Last year, only 11 member states met this target and key countries like Germany, Italy, France, Turkey, and Spain did not. They were not even close. NATO’s more recent member Sweden, the 32nd NATO member, spends a fraction of the minimum amount. There is a distinct difference between the two U.S. parties and the presidential candidates when it comes to NATO. It might not be a decisive election issue like the U.S. economy, immigration, and abortion, but voters do care about foreign spending.

Many believes Biden has been reckless with billions of dollars going to conduct foreign wars in Ukraine and the Gaza Strip and elsewhere. Why should the U.S. continue supporting foreign wars and at the same time work for an expanded NATO, if other countries are not paying their fair shares. Trump certainly has a point there. Some political analysts have suggested a two-tiered NATO system in which members not meeting the required financial threshold of 2% of their GDP would not receive alliance protection or at least not to the same extent as countries paying the full amount. This will most likely not work though as the basis for the existence of NATO Is that if one country is attacked, it is seen as an attack of the whole alliance.

Another proposal has been to impose tariffs on NATO member countries that do not comply with the 2% spending level. Bottom line is that it makes sense for all members to pay what they are supposed to pay, 2% of their respective GDP. That message is pretty clear and easy to understand. On a more ideological basis, Biden is a globalist, Trump a nationalist, so there is an inherent positive versus negative view of international organizations in general. The United Nations is another good example, where Biden is favorable of an active U.S. role within the United Nations framework, whereas Trump deem the whole organization as useless and has not expressed support for the rules-based international world-order.
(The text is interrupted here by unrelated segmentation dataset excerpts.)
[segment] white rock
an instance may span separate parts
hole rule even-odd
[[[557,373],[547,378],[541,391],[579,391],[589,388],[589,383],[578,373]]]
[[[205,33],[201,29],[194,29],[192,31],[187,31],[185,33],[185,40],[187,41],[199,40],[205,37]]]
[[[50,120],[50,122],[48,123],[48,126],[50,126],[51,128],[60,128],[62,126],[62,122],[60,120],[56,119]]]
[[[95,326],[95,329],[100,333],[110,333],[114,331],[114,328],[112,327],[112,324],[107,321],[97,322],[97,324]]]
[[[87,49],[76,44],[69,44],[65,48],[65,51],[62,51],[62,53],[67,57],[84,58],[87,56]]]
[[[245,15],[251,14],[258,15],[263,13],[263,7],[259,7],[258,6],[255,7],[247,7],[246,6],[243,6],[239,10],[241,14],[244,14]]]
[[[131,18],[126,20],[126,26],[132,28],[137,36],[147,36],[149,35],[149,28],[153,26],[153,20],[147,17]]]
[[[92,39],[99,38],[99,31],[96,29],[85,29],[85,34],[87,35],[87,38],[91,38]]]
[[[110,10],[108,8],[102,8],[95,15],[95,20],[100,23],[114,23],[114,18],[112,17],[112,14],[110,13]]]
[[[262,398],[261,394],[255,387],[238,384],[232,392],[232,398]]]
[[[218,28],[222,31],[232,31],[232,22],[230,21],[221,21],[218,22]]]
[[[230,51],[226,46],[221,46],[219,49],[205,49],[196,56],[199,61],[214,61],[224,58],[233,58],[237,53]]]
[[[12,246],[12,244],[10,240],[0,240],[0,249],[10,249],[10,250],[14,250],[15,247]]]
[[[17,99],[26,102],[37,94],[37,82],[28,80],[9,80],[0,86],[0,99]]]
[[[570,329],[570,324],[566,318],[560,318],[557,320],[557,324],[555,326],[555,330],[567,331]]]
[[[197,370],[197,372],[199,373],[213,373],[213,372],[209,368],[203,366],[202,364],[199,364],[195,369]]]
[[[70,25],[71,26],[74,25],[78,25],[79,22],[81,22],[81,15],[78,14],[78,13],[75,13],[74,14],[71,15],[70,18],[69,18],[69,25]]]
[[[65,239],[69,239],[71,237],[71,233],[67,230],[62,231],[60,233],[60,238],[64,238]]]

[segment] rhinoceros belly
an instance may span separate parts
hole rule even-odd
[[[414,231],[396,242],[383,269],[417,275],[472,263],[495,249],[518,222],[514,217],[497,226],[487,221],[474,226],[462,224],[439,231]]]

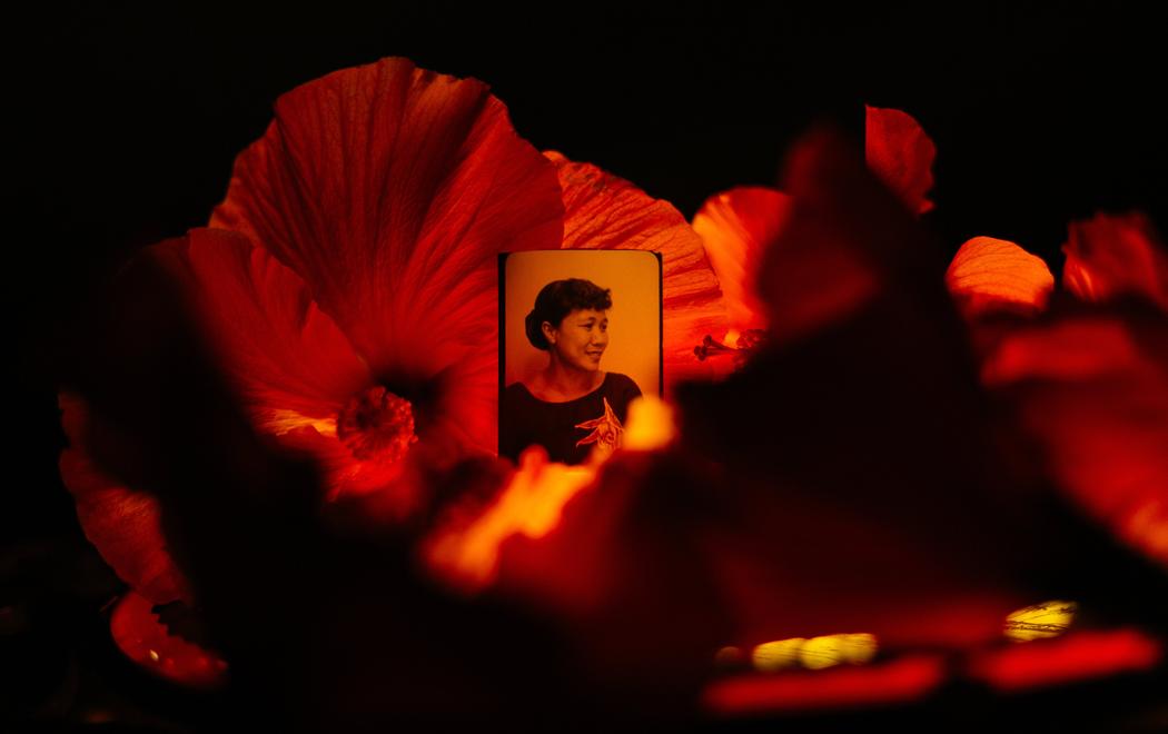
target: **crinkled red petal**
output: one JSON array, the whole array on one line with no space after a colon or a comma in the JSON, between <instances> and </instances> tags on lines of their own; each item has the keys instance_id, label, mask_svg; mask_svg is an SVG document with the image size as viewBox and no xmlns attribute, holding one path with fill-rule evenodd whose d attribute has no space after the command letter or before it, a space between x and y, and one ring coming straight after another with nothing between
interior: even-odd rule
<instances>
[{"instance_id":1,"label":"crinkled red petal","mask_svg":"<svg viewBox=\"0 0 1168 734\"><path fill-rule=\"evenodd\" d=\"M190 600L189 583L166 547L159 504L105 476L86 449L89 411L77 397L61 394L69 448L61 453L61 477L77 503L90 543L118 576L154 603Z\"/></svg>"},{"instance_id":2,"label":"crinkled red petal","mask_svg":"<svg viewBox=\"0 0 1168 734\"><path fill-rule=\"evenodd\" d=\"M1084 301L1136 295L1168 312L1168 250L1142 214L1071 223L1063 286Z\"/></svg>"},{"instance_id":3,"label":"crinkled red petal","mask_svg":"<svg viewBox=\"0 0 1168 734\"><path fill-rule=\"evenodd\" d=\"M304 278L381 382L440 377L423 440L494 452L496 256L557 249L562 215L486 85L387 58L280 97L211 224Z\"/></svg>"},{"instance_id":4,"label":"crinkled red petal","mask_svg":"<svg viewBox=\"0 0 1168 734\"><path fill-rule=\"evenodd\" d=\"M763 251L778 237L790 214L790 197L781 191L739 187L709 197L694 216L694 231L718 277L734 329L766 328L755 279Z\"/></svg>"},{"instance_id":5,"label":"crinkled red petal","mask_svg":"<svg viewBox=\"0 0 1168 734\"><path fill-rule=\"evenodd\" d=\"M973 321L1001 312L1042 310L1055 288L1055 277L1042 258L1011 242L974 237L957 251L945 285L962 315Z\"/></svg>"},{"instance_id":6,"label":"crinkled red petal","mask_svg":"<svg viewBox=\"0 0 1168 734\"><path fill-rule=\"evenodd\" d=\"M668 202L590 163L545 154L559 173L564 197L564 249L660 252L665 312L666 390L708 376L694 355L707 334L725 333L718 281L701 238Z\"/></svg>"},{"instance_id":7,"label":"crinkled red petal","mask_svg":"<svg viewBox=\"0 0 1168 734\"><path fill-rule=\"evenodd\" d=\"M304 280L242 235L196 229L148 252L186 288L260 432L332 421L369 385L369 369Z\"/></svg>"},{"instance_id":8,"label":"crinkled red petal","mask_svg":"<svg viewBox=\"0 0 1168 734\"><path fill-rule=\"evenodd\" d=\"M937 146L911 114L869 106L864 113L868 167L896 191L912 214L932 209L926 194L933 188Z\"/></svg>"}]
</instances>

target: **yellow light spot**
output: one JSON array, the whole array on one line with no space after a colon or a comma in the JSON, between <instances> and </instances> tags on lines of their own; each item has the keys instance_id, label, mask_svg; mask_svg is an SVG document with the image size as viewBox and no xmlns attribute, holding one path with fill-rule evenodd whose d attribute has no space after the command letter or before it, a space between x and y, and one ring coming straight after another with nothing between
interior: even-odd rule
<instances>
[{"instance_id":1,"label":"yellow light spot","mask_svg":"<svg viewBox=\"0 0 1168 734\"><path fill-rule=\"evenodd\" d=\"M676 435L673 408L655 396L641 396L628 405L624 448L649 452L663 448Z\"/></svg>"},{"instance_id":2,"label":"yellow light spot","mask_svg":"<svg viewBox=\"0 0 1168 734\"><path fill-rule=\"evenodd\" d=\"M764 673L795 667L799 664L799 649L807 642L802 637L791 637L788 639L776 639L756 645L750 653L750 662L755 670Z\"/></svg>"},{"instance_id":3,"label":"yellow light spot","mask_svg":"<svg viewBox=\"0 0 1168 734\"><path fill-rule=\"evenodd\" d=\"M837 637L840 638L840 652L843 656L843 662L851 665L870 663L876 657L876 651L880 650L876 636L868 632L837 635Z\"/></svg>"},{"instance_id":4,"label":"yellow light spot","mask_svg":"<svg viewBox=\"0 0 1168 734\"><path fill-rule=\"evenodd\" d=\"M1006 616L1006 637L1014 642L1058 637L1075 621L1078 607L1073 601L1047 601L1011 611Z\"/></svg>"},{"instance_id":5,"label":"yellow light spot","mask_svg":"<svg viewBox=\"0 0 1168 734\"><path fill-rule=\"evenodd\" d=\"M812 637L799 649L799 662L804 667L822 670L843 662L842 635Z\"/></svg>"}]
</instances>

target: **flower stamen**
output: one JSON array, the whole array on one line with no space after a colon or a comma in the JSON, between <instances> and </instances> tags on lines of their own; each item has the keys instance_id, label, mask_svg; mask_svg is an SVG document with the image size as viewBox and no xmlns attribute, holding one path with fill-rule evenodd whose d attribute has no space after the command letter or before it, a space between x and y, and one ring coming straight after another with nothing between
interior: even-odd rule
<instances>
[{"instance_id":1,"label":"flower stamen","mask_svg":"<svg viewBox=\"0 0 1168 734\"><path fill-rule=\"evenodd\" d=\"M382 385L353 396L336 417L336 438L361 461L394 463L418 440L410 401Z\"/></svg>"}]
</instances>

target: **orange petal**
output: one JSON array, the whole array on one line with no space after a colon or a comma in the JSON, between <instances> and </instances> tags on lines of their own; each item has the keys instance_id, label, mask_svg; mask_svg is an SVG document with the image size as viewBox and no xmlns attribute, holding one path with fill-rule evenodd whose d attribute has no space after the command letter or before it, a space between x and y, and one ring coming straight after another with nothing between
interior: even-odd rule
<instances>
[{"instance_id":1,"label":"orange petal","mask_svg":"<svg viewBox=\"0 0 1168 734\"><path fill-rule=\"evenodd\" d=\"M1072 222L1063 286L1084 301L1138 295L1168 312L1168 252L1142 214Z\"/></svg>"},{"instance_id":2,"label":"orange petal","mask_svg":"<svg viewBox=\"0 0 1168 734\"><path fill-rule=\"evenodd\" d=\"M564 196L565 249L647 250L662 257L666 391L709 373L694 347L725 333L718 281L701 238L668 202L589 163L549 152Z\"/></svg>"},{"instance_id":3,"label":"orange petal","mask_svg":"<svg viewBox=\"0 0 1168 734\"><path fill-rule=\"evenodd\" d=\"M190 600L162 536L158 501L106 476L86 450L90 415L77 397L61 394L69 448L61 453L61 477L77 503L85 537L123 581L154 603Z\"/></svg>"},{"instance_id":4,"label":"orange petal","mask_svg":"<svg viewBox=\"0 0 1168 734\"><path fill-rule=\"evenodd\" d=\"M783 188L791 218L759 273L779 342L855 314L884 288L890 266L927 253L916 223L837 133L805 137L788 156Z\"/></svg>"},{"instance_id":5,"label":"orange petal","mask_svg":"<svg viewBox=\"0 0 1168 734\"><path fill-rule=\"evenodd\" d=\"M562 212L555 168L486 85L388 58L280 97L211 224L304 278L380 379L440 376L431 426L486 453L496 256L558 247Z\"/></svg>"},{"instance_id":6,"label":"orange petal","mask_svg":"<svg viewBox=\"0 0 1168 734\"><path fill-rule=\"evenodd\" d=\"M912 214L933 208L925 194L933 188L937 146L912 116L864 106L864 154L868 167L901 197Z\"/></svg>"},{"instance_id":7,"label":"orange petal","mask_svg":"<svg viewBox=\"0 0 1168 734\"><path fill-rule=\"evenodd\" d=\"M1042 258L1011 242L974 237L957 251L945 273L945 285L972 321L1002 310L1042 310L1055 288L1055 277Z\"/></svg>"},{"instance_id":8,"label":"orange petal","mask_svg":"<svg viewBox=\"0 0 1168 734\"><path fill-rule=\"evenodd\" d=\"M369 370L299 275L235 232L196 229L148 253L188 300L257 428L327 422Z\"/></svg>"},{"instance_id":9,"label":"orange petal","mask_svg":"<svg viewBox=\"0 0 1168 734\"><path fill-rule=\"evenodd\" d=\"M709 197L694 216L694 231L718 277L734 329L766 328L755 277L764 249L778 237L790 209L790 198L780 191L739 187Z\"/></svg>"}]
</instances>

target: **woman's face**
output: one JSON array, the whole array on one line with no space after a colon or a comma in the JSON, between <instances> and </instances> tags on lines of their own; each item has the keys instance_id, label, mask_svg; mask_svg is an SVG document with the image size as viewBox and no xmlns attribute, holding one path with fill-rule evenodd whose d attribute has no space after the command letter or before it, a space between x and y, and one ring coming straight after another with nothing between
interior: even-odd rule
<instances>
[{"instance_id":1,"label":"woman's face","mask_svg":"<svg viewBox=\"0 0 1168 734\"><path fill-rule=\"evenodd\" d=\"M544 334L559 361L578 370L600 369L600 356L609 345L609 315L603 310L576 309L557 328L544 322Z\"/></svg>"}]
</instances>

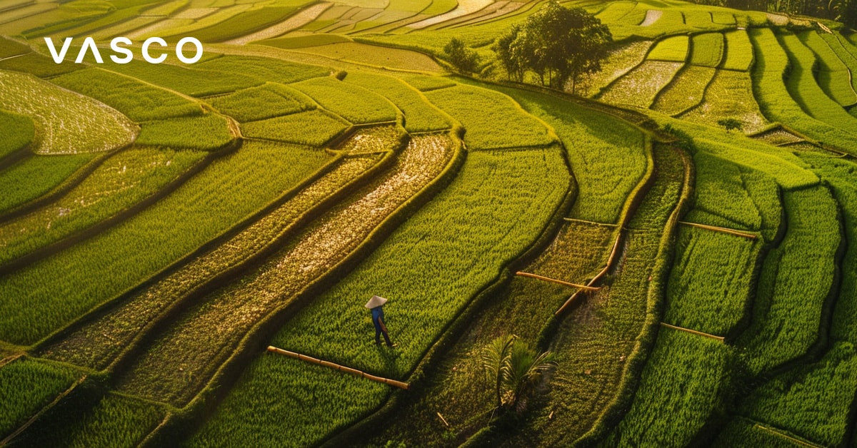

NATO and other U.S. politico-military alliances must be paid for and the payment responsibility must be shared by all involved allies. The U.S. should not be a charity organization, but demand that the fair shares are paid also by others. This is in the national security interest of all member states, and it requires spending the necessary resources to build peace over time. If the NATO members reduce the defense and military capabilities or retreat from a position of strength, other countries will fill the vacuum. The clear message to all NATO members should be, pay at least the required 2% of your GDP or leave NATO.